Собираюсь уже поставить машину у ворот, как вдруг замечаю, что они – ого! – открываются самостоятельно, и – двойное ого! – откуда-то слышится чей-то металлический голос. Скорее всего, из устройства на толстенной колонне слева, так как вокруг ни души. На всякий случай выглядываю из окна машины вниз, вдруг там домовой эльф или ангелочек-привратник, очень низенький. Подъезжаю к домофону, из которого кто-то где-то в этом громадном доме вещает что-то про «мы вас ждали» и про вяз, под которым можно припарковаться. Ворота открыты, поэтому проезжаю по подъездной дорожке, спрашивая себя, на что похож этот дурацкий вяз. Оставляю машину под относительно высоким деревом, относительно недалеко от дома, на площадке, которая прекрасно подошла бы на роль парковки. Вполне приемлемый компромисс. Иду к двери. Дверь распахивается навстречу. Сама.

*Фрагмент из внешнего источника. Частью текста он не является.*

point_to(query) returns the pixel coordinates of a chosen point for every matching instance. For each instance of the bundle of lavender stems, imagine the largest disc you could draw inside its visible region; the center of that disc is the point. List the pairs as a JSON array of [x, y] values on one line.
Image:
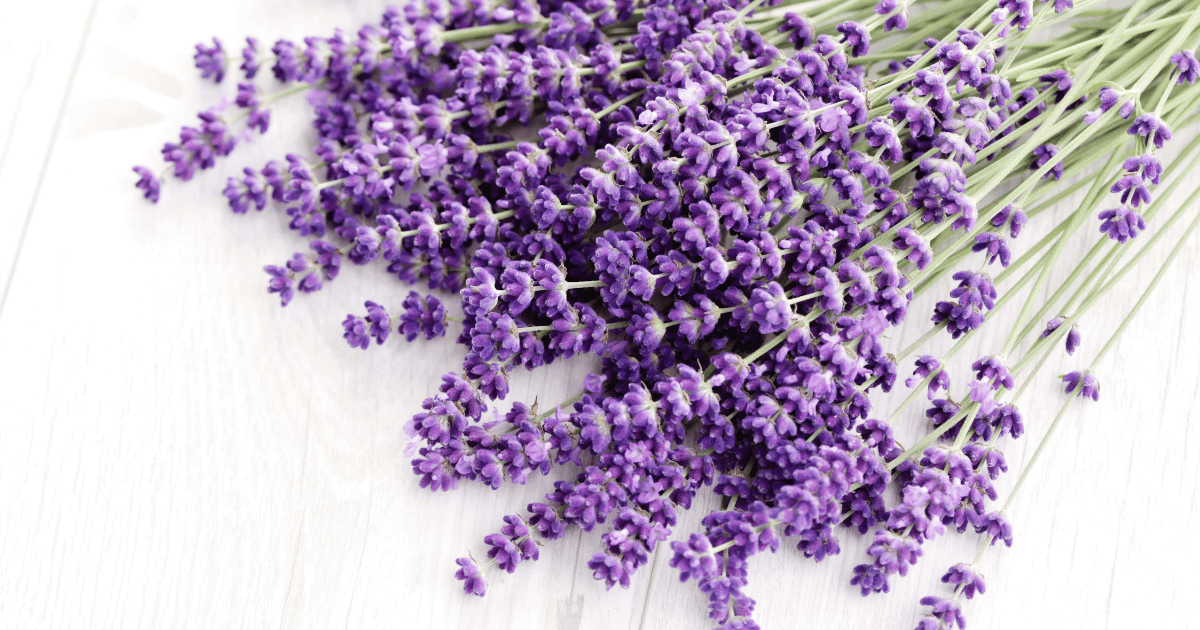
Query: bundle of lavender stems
[[729, 204]]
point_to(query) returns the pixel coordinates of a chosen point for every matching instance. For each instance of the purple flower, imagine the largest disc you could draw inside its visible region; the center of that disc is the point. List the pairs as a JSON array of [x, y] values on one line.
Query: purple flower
[[1186, 65], [769, 309], [424, 316], [1073, 339], [355, 331], [148, 183], [471, 576], [945, 612], [210, 60]]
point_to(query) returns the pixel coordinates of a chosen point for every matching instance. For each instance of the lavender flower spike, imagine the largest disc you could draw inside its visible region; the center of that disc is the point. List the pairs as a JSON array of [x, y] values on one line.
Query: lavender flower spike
[[472, 577]]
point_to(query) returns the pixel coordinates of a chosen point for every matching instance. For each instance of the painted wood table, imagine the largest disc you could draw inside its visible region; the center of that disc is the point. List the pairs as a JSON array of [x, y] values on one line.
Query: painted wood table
[[178, 451]]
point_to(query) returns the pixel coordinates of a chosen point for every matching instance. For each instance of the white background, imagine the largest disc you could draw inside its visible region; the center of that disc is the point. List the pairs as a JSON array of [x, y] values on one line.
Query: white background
[[178, 451]]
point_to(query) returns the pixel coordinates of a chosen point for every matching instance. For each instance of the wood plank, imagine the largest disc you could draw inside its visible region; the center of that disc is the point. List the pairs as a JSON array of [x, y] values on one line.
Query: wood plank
[[178, 451]]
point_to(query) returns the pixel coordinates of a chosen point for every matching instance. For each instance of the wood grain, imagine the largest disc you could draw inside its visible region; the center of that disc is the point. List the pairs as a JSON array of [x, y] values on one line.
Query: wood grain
[[178, 451]]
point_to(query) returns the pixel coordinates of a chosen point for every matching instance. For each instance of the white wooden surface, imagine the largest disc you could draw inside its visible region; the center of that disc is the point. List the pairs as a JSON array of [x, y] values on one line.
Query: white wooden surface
[[178, 451]]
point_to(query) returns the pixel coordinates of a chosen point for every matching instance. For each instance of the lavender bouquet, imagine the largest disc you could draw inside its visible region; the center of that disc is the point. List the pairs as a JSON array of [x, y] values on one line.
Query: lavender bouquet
[[729, 204]]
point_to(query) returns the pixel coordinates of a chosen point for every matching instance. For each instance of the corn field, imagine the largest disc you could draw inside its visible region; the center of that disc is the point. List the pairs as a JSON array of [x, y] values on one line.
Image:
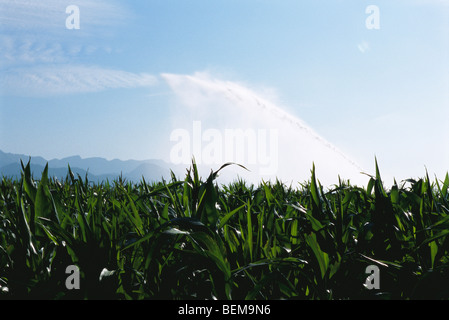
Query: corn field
[[193, 239]]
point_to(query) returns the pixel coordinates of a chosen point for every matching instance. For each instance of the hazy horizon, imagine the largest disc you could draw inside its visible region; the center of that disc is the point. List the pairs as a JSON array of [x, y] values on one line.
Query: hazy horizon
[[335, 84]]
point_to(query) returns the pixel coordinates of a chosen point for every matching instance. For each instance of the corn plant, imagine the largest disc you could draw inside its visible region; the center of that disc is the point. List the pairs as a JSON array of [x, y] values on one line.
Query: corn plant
[[194, 239]]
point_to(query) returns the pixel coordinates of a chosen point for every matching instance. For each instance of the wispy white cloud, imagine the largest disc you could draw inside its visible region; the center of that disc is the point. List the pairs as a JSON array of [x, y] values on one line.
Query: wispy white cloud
[[69, 79]]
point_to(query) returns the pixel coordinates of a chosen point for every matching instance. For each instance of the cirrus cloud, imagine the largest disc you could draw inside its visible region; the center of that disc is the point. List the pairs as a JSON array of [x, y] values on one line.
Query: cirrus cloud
[[69, 79]]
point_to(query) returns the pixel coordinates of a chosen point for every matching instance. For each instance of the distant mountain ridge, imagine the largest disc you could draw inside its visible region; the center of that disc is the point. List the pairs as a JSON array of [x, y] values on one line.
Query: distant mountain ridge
[[97, 169]]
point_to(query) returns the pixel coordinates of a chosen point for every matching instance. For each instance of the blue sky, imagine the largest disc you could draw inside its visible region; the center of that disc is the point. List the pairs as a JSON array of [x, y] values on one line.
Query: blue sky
[[100, 90]]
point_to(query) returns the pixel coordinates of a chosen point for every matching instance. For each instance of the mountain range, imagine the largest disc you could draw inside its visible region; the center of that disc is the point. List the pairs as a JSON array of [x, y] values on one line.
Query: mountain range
[[97, 169]]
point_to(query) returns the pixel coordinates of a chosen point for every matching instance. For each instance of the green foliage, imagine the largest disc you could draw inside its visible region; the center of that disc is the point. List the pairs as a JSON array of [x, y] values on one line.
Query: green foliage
[[193, 239]]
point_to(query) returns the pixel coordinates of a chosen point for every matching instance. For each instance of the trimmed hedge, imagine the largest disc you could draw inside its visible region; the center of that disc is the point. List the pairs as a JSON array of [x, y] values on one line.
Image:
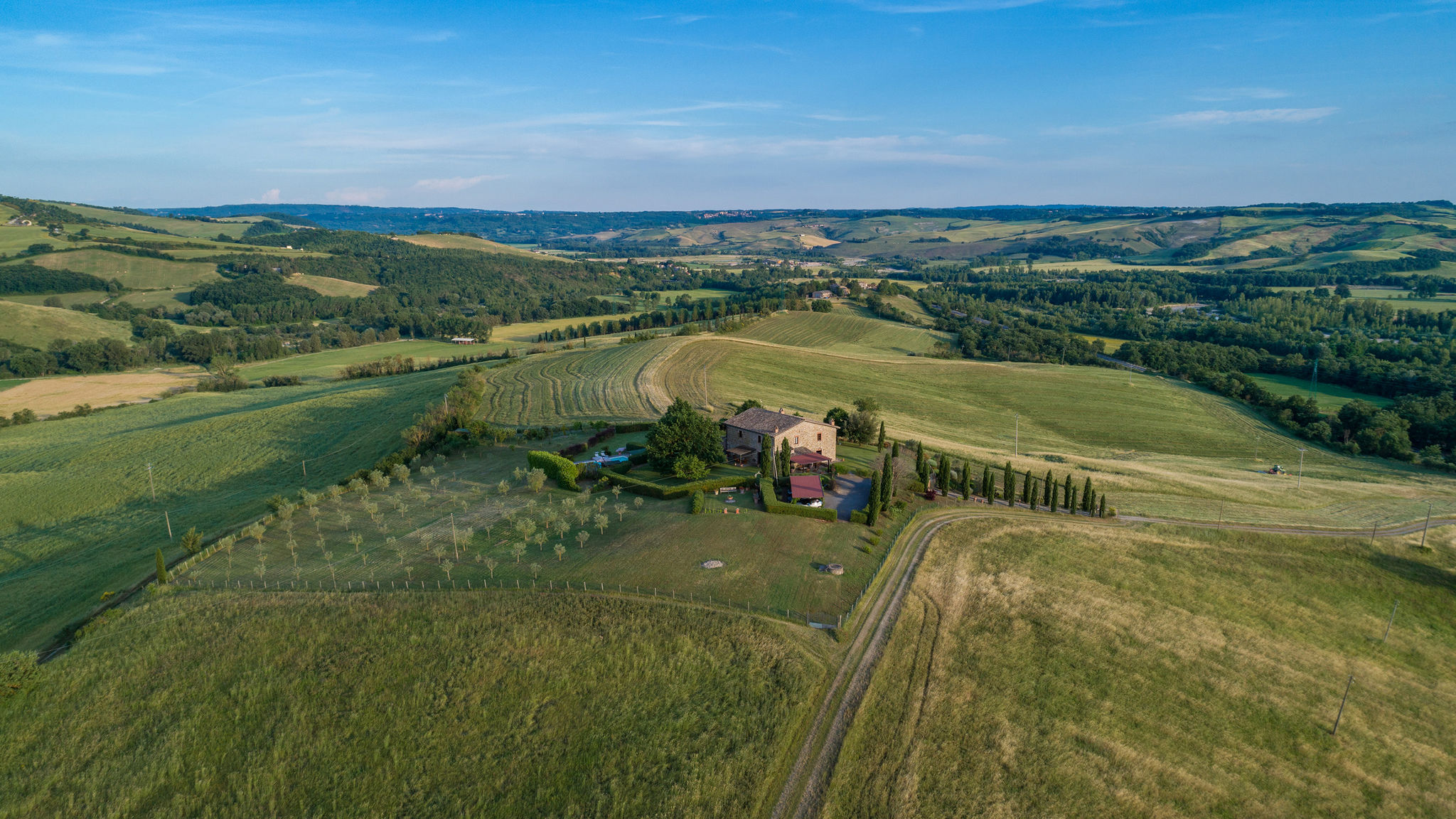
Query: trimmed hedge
[[555, 466], [774, 506], [669, 493]]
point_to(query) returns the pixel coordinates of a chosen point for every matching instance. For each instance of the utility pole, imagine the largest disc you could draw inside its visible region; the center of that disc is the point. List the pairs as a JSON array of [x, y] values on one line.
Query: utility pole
[[1342, 712]]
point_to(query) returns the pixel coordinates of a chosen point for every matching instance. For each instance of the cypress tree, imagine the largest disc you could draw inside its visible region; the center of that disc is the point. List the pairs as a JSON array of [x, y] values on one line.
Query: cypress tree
[[887, 481], [872, 508]]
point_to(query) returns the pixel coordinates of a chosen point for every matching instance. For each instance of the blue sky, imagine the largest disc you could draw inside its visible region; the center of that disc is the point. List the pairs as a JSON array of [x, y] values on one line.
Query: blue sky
[[729, 104]]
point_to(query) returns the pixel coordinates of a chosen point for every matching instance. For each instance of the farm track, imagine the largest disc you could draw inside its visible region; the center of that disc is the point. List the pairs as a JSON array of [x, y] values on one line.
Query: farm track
[[804, 788]]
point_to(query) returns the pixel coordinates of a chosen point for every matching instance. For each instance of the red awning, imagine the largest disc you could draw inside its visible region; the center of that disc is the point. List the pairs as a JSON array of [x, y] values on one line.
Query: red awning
[[805, 486]]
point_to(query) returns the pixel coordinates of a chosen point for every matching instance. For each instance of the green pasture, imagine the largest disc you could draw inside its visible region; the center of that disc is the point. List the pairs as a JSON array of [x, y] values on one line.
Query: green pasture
[[140, 273], [76, 510], [1049, 669], [1329, 397], [38, 299], [37, 326], [468, 705], [329, 363], [845, 331], [451, 516], [176, 226]]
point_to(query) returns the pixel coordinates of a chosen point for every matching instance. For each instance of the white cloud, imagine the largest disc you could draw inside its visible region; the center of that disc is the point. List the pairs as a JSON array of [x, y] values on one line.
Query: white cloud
[[453, 183], [355, 196], [1219, 117]]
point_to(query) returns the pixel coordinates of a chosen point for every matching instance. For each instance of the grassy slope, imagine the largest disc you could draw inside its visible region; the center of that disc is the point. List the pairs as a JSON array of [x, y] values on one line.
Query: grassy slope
[[37, 326], [141, 273], [1049, 669], [329, 286], [771, 560], [845, 331], [1331, 397], [1160, 446], [76, 516], [494, 705]]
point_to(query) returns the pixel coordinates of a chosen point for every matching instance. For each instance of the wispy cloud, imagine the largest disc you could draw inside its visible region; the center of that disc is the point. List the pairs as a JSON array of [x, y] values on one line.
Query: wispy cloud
[[1219, 117], [840, 119], [943, 6], [453, 183], [1222, 95]]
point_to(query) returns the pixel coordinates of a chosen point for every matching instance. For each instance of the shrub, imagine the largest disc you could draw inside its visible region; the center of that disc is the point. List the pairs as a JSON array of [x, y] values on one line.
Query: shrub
[[557, 469], [641, 487]]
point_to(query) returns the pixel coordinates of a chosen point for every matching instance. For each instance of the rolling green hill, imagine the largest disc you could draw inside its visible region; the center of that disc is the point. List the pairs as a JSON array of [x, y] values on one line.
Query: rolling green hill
[[38, 326], [76, 510], [410, 705]]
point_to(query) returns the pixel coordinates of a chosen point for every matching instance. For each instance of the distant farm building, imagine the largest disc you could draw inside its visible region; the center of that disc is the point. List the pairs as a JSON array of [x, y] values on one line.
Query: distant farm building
[[811, 444]]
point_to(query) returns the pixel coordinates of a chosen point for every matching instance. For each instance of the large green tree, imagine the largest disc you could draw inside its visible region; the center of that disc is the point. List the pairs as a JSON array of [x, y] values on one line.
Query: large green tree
[[683, 430]]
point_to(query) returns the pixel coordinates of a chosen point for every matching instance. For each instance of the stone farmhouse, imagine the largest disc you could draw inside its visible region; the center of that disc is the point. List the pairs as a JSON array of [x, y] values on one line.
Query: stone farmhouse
[[757, 429]]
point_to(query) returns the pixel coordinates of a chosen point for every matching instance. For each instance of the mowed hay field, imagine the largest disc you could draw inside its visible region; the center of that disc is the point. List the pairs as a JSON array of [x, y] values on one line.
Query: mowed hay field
[[1161, 448], [1331, 397], [38, 326], [140, 273], [1046, 669], [615, 382], [76, 513], [57, 394], [469, 705]]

– Здесь так все работает? Очень удобно, если не можешь найти ключи, но для торговцев всяких – просто рай! – Только сморозив эту глупую шутку, понимаю, что чувствую себя не в своей тарелке. Из-за двери показывается низенькая, определенно непохожая на ангела женщина, которая звучит как давешний домофон. В том смысле, что не он делал голос металлическим. Сам голос такой.
– Добро пожаловать, госпожа Сарка. Бьянка ожидает вас наверху.
Даже не назвав своего имени, она поворачивается к лестнице передом, ко мне задом (обтянутым в твидовую юбку удручающе бежеватого цвета) и начинает подниматься по безупречным мраморным ступеням.
Иду за Мадам-Твидовая-Задница.
Пока что дом Бьянки выглядит очень большим и, нечего и говорить, очень-очень белым.
Волосы у Бьянки тоже белые.
– А вот и вы, госпожа Сарка, с приездом, – здоровается она. – Непросто было нас найти?
А все, о чем способна думать я, так это что «Бьянка[20]» может быть только псевдонимом. У нее на самом деле волосы седые до белизны, того удачного ровного тона а-ля Джуди Денч, уложенные мягкими волнами, напоминающими завитки облака. На вид ей около пятидесяти – пятидесяти пяти лет, и питается она, судя по всему, амброзией и медом: минимум морщин, короткий прямой нос, точеные скулы, которые это все держат. Одета в костюм, белый. Но с коралловым ожерельем и сережками.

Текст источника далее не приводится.